Symplectic system based analytical solution for bending of rectangular orthotropic plates on Winkler elastic foundation

Abstract

This paper analyses the bending of rectangular orthotropic plates on a Winkler elastic foundation. Appropriate definition of symplectic inner product and symplectic space formed by generalized displacements establish dual variables and dual equations in the symplectic space. The operator matrix of the equation set is proven to be a Hamilton operator matrix. Separation of variables and eigenfunction expansion creates a basis for analyzing the bending of rectangular orthotropic plates on Winkler elastic foundation and obtaining solutions for plates having any boundary condition. There is discussion of symplectic eigenvalue problems of orthotropic plates under two typical boundary conditions, with opposite sides simply supported and opposite sides clamped.

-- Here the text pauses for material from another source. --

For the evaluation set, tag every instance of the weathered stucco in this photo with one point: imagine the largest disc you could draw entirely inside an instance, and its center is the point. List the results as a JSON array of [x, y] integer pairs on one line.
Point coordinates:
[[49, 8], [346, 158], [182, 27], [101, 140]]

Transcendental equations of eigenvalues and symplectic eigenvectors in analytical form given. Analytical solutions using two examples are presented to show the use of the new methods described in this paper. To verify the accuracy and convergence, a fully simply supported plate that is fully and simply supported under uniformly distributed load is used to compare the classical Navier method, the Levy method and the new method. Results show that the new technique has good accuracy and better convergence speed than other methods, especially in relation to internal forces. A fully clamped rectangular plate on Winkler foundation is solved to validate application of the new methods, with solutions compared to those produced by the Galerkin method.